The Nigeria’s total public debt stock rose from N33.11tn as of March 31, 2021 to N35.47tn as of June 30, 2021.
This shows an increase of N2.36tn or 7.13 per cent increase within the three-month period.
The Director General of the Debt Management Office, Patience Oniha, provided a breakdown of the public debt stock for the second quarter of 2021 during a virtual media presentation on Wednesday.
The total external debt stock rose from N12.47tn as of March 31 to N13.71tn as of June 30, indicating an increase of N1.24tn or 9.94 per cent.
The total domestic debt stock rose from N20.64tn as of March 31 to N21.75tn as of June 30, indicating an increase of N1.11tn or 5.38 per cent.
At the end of Q2 2021, external debt stock made up 38.66 per cent while domestic debt stock made up 61.34 per cent of the total public debt stock.

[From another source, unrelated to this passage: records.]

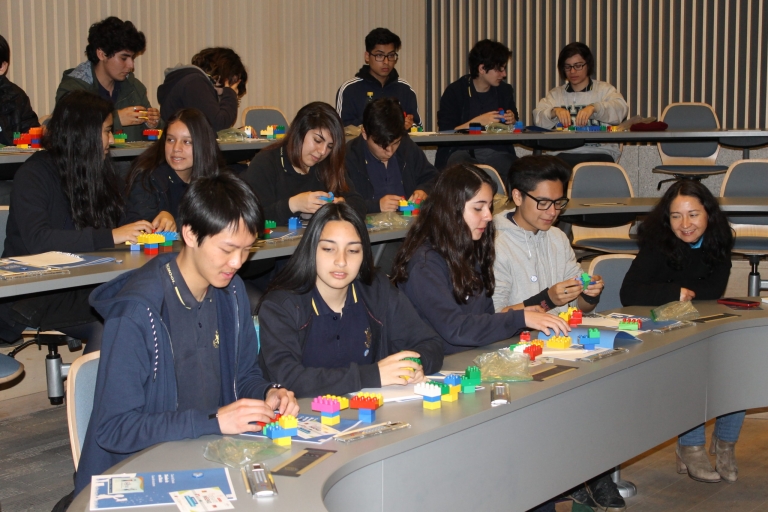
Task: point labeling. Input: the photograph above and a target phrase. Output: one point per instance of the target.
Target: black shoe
(606, 494)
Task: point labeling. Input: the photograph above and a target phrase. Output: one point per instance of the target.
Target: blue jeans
(727, 429)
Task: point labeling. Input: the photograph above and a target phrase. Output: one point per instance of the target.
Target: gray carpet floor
(35, 461)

The debt to Gross Domestic Product ratio rose from 21.13 per cent to 21.92 per cent within the second quarter.
At the end of the second quarter, a breakdown of external debt stock showed that multilateral debt (from World Bank Group and African Development Group) led the list of Nigeria’s creditors with a share of 54.88 per cent.

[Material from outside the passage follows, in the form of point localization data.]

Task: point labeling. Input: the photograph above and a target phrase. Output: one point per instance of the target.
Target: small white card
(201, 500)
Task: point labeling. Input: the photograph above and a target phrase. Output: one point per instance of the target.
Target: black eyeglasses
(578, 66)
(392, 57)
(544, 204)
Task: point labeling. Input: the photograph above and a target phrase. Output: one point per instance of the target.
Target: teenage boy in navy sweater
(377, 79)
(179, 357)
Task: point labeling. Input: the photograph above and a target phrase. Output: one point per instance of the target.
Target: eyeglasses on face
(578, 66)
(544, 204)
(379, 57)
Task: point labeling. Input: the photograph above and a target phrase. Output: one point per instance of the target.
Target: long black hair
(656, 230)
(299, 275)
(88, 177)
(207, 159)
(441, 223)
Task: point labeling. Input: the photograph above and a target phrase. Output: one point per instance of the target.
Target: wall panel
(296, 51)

The second highest was commercial debt (from Eurobonds and Diaspora Bonds) with a share of 31.88 per cent.
It was followed by bilateral debts (from China, France, Japan, India and Germany) with a share of 12.70 per cent.
Promissory Notes had a share of 0.54 per cent.

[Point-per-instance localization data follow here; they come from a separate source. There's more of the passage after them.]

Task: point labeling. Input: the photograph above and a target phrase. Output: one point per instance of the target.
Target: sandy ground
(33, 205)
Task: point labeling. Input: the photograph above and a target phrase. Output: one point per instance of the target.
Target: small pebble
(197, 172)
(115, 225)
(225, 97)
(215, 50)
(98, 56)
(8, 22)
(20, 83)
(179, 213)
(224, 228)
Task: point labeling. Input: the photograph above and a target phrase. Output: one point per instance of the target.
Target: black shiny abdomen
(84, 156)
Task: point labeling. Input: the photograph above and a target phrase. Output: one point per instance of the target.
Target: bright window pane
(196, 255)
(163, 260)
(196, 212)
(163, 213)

The DMO boss stated that the debt stock was fast growing, with a high debt service to revenue ratio, alongside issues around the use of debt proceeds.
The DMO blamed the public debt issues on high infrastructure deficit, recession, consecutive budget deficits, low revenue base, worsened by the country’s reliance on a single source of income – crude oil.